MA001: College Algebra

With quadratics, we were able to algebraically find the maximum or minimum value of the function by finding the vertex. For general polynomials, finding these turning points is not possible without more advanced techniques from calculus. Even then, finding where extrema occur can still be algebraically challenging. For now, we will estimate the locations of turning points using technology to generate a graph.

Each turning point represents a local minimum or maximum. Sometimes, a turning point is the highest or lowest point on the entire graph. In these cases, we say that the turning point is a global maximum or a global minimum. These are also referred to as the absolute maximum and absolute minimum values of the function.

LOCAL AND GLOBAL EXTREMA

A local maximum or local minimum at $x=a$ (sometimes called the relative maximum or minimum, respectively) is the output at the highest or lowest point on the graph in an open interval around $x=a$. If a function has a local maximum at $a$, then $f(a) \geq f(x)$ for all $x$ in an open interval around $x=a$. If a function has a local minimum at $a$, then $f(a) \leq f(x)$ for all $x$ in an open interval around $x=a$.

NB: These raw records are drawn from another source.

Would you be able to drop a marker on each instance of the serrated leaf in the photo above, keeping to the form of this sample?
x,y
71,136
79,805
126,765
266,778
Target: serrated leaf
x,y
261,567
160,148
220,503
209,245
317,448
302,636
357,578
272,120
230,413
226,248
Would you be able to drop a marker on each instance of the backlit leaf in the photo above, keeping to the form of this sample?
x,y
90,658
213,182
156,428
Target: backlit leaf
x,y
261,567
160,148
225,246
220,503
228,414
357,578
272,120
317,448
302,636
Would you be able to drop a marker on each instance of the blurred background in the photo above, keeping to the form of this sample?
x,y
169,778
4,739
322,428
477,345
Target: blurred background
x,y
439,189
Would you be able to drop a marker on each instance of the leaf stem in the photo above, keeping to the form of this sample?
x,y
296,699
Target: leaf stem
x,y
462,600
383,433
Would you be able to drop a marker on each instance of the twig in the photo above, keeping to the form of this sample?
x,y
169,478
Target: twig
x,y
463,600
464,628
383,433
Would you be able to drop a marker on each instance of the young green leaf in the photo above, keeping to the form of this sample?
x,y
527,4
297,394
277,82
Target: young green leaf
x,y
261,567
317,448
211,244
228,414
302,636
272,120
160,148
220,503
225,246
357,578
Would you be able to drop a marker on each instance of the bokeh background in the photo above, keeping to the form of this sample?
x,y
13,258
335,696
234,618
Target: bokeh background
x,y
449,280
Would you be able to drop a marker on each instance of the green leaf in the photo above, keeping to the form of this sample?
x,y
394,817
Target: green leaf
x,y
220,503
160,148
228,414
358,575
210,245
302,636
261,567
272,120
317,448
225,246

A global maximum or global minimum is the output at the highest or lowest point of the function. If a function has a global maximum at $a$, then $f(a) \geq f(x)$ for all $x$. If a function has a global minimum at $a$, then $f(a) \leq f(x)$ for all $x$.

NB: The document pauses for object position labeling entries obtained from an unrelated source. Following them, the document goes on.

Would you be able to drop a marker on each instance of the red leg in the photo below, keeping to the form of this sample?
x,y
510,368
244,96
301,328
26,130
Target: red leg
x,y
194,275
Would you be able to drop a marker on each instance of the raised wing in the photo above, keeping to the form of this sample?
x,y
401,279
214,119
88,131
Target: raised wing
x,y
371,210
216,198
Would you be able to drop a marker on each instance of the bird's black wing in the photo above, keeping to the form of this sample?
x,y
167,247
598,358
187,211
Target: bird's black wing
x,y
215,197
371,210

We can see the difference between local and global extrema in Figure 21.

Figure 21

Q&A

Do all polynomial functions have a global minimum or maximum?

No. Only polynomial functions of even degree have a global minimum or maximum. For example, $f(x)=x$ has neither a global maximum nor a global minimum.

EXAMPLE 11

Using Local Extrema to Solve Applications

An open-top box is to be constructed by cutting out squares from each corner of a $14$ cm by $20$ cm sheet of plastic and then folding up the sides. Find the size of squares that should be cut out to maximize the volume enclosed by the box.

Solution

We will start this problem by drawing a picture like that in Figure 22, labeling the width of the cut-out squares with a variable, $w$.

Figure 22

Notice that after a square is cut out from each end, it leaves a $(14−2w)$ cm by $(20−2w)$ cm rectangle for the base of the box, and the box will be w cm tall. This gives the volume

$\begin{aligned} V(w) &=(20-2 w)(14-2 w) w \\ &=280 w-68 w^{2}+4 w^{3} \end{aligned}$

Notice, since the factors are $w$, $20–2w$ and $14–2w$, the three zeros are $10$, $7$, and $0$, respectively. Because a height of $0$ cm is not reasonable, we consider the only the zeros $10$ and $7$. The shortest side is $14$ and we are cutting off two squares, so values $w$ may take on are greater than zero or less than $7$. This means we will restrict the domain of this function to $0 < w < 7$. Using technology to sketch the graph of $V(w)$ on this reasonable domain, we get a graph like that in Figure 23. We can use this graph to estimate the maximum value for the volume, restricted to values for $w$ that are reasonable for this problem – values from $0$ to $7$.

Figure 23

From this graph, we turn our focus to only the portion on the reasonable domain, $[0,7]$. We can estimate the maximum value to be around $340$ cubic cm, which occurs when the squares are about $2.75$ cm on each side. To improve this estimate, we could use advanced features of our technology, if available, or simply change our window to zoom in on our graph to produce Figure 24.

Figure 24

From this zoomed-in view, we can refine our estimate for the maximum volume to about $339$ cubic cm, when the squares measure approximately $2.7$ cm on each side.

TRY IT #6

Use technology to find the maximum and minimum values on the interval $[−1,4]$ of the function $f(x)=-0.2(x-2)^{3}(x+1)^{2}(x-4)$.